3. A disturbing part of the Stimulus bill language was proposed, in a section supporting outcomes- or evidence-based medical research, being called ‘comparative effectiveness’ when applied to pharmaceuticals, biologics, and medical devices. The language allowed government bodies such as the National Institutes of Health to convene expert panels to review results of such studies, and in effect endorse the winners – only those most effective – with dire ramifications for others. The problem is that cost is factored into such rankings, and while as we know new products from fractionators increase safety, they may not currently reflect improvements in cost-effectiveness. Moreover, should a panel select one brand of factor over others, there is no built-in assurance as yet that the need for all factor products to be available to all patients would be guaranteed. Alerted to this by the fractionators’ association, PPTA, COTT and others wrote to relevant committee chairs in the Senate to soften this language.

4. Vermont: The Health Department office operating the Medicaid program in Vermont contracted for hemophilia pharmacy effective November 1. Although the regional and national associations were not aware of this plan until less than a week before, HTCs in the state were contacted in advance. The regional association convened a number of input conference calls, and COTT as well as others urged that the MASAC-approved Standards of Service document be shared with that office, and that Vermont be asked to respond whether its terms were met in the contract.

5. New York: The state Medicaid office has announced contracts for hemophilia pharmacy – multiple contracts, so concern about the sole sourcing actions in other states is not present, however the process exempts 340b HTCs (Hemophilia Treatment Centers which sell factor). Thus, those currently using one of the state’s centers can continue there; those in more rural areas must however subscribe to one or the other of the state’s new contractors, regardless of whatever more hemophilia-focused pharmacies they have been using.

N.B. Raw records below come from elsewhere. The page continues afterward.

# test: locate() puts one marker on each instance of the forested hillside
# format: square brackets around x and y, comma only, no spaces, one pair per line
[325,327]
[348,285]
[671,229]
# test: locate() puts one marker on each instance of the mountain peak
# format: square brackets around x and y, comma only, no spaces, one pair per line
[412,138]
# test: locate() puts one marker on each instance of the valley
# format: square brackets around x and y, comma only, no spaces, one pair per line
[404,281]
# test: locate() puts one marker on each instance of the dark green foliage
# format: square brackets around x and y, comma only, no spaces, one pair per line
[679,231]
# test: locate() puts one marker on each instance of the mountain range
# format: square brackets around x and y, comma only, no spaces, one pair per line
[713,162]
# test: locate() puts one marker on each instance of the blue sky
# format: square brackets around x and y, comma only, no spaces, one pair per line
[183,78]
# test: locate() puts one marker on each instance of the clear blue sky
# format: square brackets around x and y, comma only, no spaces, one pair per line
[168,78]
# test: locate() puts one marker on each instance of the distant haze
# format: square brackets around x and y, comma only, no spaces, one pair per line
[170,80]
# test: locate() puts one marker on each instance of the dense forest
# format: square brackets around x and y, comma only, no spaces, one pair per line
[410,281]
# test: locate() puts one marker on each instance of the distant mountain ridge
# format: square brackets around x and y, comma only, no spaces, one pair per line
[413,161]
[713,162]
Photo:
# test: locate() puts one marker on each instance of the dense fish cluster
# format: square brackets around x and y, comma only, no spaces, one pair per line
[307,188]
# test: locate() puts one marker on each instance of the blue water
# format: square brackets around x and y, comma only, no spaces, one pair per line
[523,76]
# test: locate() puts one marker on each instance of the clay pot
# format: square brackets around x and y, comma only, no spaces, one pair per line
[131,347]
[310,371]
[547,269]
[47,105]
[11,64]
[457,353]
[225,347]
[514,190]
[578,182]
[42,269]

6. The Advisory Committee on Blood Safety and Availability met in December. The only topic of discussion was “The Responsibility of Blood and Plasma Centers to Donor and Public Health.” In COTT testimony we pointed out that conspicuously omitted from these concerns was recipient health… perhaps because the blood banking community has no direct contact with recipients but can track and work to improve care provided to, and health of, their donors.

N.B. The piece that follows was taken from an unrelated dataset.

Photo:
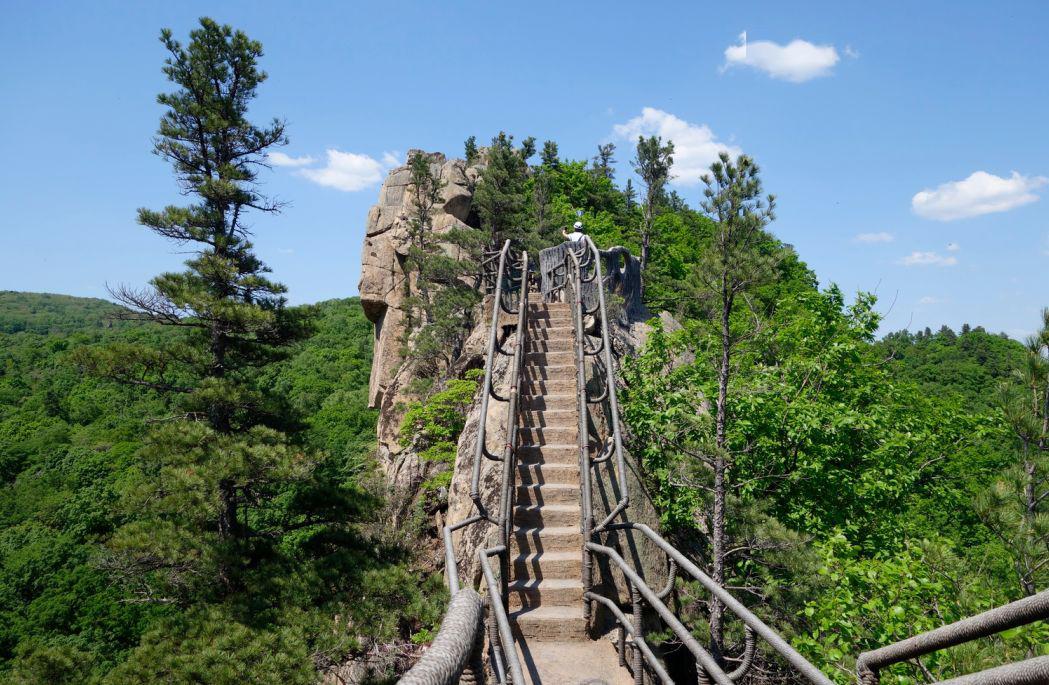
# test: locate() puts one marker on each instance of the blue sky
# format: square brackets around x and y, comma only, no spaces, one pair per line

7. Wellpoint has continued to expand the number of states in which its for-profit subsidiary payers (Blue Cross) require clients with hemophilia to use either an HTC or its own mail-order pharmacy in Indiana; the total now stands at 10 of their 14 states.

This is just a sample of the breathtaking information and vast scope of COTT’s activities. The volunteers and committee members work hard to stay on top of anything related to blood safety. While many in the community use recombinant products and think this doesn’t apply to them, COTT also monitors all activities regarding hemophilia business, such as the narrowing of choice, forced homecare switching, and research.

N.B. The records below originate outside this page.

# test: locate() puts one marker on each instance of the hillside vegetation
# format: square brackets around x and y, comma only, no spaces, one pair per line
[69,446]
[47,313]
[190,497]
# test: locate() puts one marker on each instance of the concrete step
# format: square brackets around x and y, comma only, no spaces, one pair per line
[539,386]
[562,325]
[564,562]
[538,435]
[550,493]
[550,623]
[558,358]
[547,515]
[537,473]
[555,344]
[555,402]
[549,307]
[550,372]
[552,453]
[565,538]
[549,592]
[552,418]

This summer marks COTT’s 20th year. It’s planning the construction of an AIDS/Hemophilia memorial, and the celebration of COTT’s 20th Anniversary this summer with an event in Washington.

COTT writes: “Out of the ashes of the devastation of 10,000 lives emerged a grassroots advocacy group that has brought the hemophilia community a federal advisory committee now in its 12th year, a $600 million relief bill, and plans for a national blood policy, maximizing blood safety well into the 21st century.”